Samsung to offer a refurbished smartphone program?

Samsung to sell refurbished versions of its high-end phones?
Looking for a way to battle back against low priced Chinese smartphone manufacturers that have been eating into its market share, Samsung might be planning to offer refurbished versions of its high-end handsets. This is based on a speculative report published on Monday morning. The plan to sell previously owned Samsung handsets could start as soon as next year.

Samsung has bounced back in 2016 and its shares recently hit an all-time high. Second quarter earnings were strong and the company would like to keep its operating margins above 10%. To accomplish that, Samsung would have to stay away from trying to match prices with companies like Xiaomi. Instead, the manufacturer will take the high end handsets that have been sent back to the company as part of its one-year upgrade programs in the U.S. and South Korea, and sell those phones to consumers at a lower price.

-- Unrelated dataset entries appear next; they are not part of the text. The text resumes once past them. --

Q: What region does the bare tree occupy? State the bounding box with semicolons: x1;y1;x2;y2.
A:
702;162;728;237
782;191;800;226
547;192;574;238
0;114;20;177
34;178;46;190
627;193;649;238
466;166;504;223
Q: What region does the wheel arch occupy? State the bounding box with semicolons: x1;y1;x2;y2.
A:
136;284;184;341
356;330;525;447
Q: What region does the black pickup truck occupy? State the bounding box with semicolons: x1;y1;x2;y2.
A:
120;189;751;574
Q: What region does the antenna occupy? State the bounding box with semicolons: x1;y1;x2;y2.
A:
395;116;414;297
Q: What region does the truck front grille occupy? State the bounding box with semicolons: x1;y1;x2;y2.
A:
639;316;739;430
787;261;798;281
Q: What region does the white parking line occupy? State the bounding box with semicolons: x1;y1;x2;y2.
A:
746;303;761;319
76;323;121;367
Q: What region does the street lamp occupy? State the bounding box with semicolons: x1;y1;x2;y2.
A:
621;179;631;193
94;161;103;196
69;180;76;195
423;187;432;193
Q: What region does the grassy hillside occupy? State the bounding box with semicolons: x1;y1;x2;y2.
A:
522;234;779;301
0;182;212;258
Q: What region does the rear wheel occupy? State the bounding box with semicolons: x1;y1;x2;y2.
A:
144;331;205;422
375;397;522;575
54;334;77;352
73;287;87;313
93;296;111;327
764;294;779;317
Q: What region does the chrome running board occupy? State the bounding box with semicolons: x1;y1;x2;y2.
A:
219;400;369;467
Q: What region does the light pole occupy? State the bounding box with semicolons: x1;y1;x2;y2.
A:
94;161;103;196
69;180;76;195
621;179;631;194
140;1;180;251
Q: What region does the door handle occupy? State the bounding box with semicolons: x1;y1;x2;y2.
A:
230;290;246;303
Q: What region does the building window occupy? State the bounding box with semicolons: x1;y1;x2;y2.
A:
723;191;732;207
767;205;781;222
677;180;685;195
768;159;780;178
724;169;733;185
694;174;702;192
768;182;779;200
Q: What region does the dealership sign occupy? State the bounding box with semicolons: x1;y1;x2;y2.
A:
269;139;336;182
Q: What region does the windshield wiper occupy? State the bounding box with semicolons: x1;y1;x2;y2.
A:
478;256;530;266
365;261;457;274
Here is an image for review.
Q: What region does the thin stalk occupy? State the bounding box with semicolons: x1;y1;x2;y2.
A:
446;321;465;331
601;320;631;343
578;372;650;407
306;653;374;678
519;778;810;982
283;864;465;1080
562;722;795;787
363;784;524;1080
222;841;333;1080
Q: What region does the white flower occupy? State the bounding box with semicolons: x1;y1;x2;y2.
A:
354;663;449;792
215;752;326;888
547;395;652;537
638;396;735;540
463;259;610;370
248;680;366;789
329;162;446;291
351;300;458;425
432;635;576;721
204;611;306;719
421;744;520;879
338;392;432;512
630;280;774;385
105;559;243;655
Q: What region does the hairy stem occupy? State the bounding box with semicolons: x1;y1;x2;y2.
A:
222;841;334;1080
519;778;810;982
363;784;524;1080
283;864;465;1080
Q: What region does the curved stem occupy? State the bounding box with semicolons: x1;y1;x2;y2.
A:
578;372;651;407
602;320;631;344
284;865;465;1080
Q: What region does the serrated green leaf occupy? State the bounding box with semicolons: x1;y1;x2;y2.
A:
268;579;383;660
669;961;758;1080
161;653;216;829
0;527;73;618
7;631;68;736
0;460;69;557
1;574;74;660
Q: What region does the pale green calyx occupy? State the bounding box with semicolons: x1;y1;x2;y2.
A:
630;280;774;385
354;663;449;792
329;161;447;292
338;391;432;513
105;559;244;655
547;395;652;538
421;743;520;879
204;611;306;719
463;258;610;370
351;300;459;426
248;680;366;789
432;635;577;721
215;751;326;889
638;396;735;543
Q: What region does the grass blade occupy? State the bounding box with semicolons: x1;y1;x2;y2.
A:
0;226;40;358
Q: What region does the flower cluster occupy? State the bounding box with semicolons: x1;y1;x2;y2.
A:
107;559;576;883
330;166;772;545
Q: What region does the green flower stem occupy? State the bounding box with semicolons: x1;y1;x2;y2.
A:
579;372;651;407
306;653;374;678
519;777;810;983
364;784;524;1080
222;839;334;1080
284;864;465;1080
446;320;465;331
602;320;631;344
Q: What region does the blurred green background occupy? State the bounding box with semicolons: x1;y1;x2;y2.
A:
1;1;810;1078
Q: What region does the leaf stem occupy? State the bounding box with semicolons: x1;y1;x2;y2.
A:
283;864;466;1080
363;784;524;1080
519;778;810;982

Key details, such as the amount of the discount that Samsung would use to compute the price of the refurbushed models, was not revealed. Also unknown is the number of such handsets Sammy might offer, and the countries where such a program will be run. Typically, a used Samsung phone sells for 51% of its original price in the U.S., according to brokerage house BNP Paribas. A used iPhone in the U.S. will normally be priced at 69% of its original cost. That pricing might give Samsung a competitive advantage in the market for refurbished high-end phones.

Apple is trying to get permission from the Indian government to sell refurbished iPhones in India. This could be a great location for Samsung to sell its used phones as well. Despite its status as one of the largest smartphone markets in the world, low per capita income means that most Indian consumers cannot afford the latest iPhone or Galaxy S model. In fact, 70% of new smartphone purchases in the country last year were priced under $150 USD. 

Samsung refused to comment on the speculation, noting that it doesn't respond to rumors.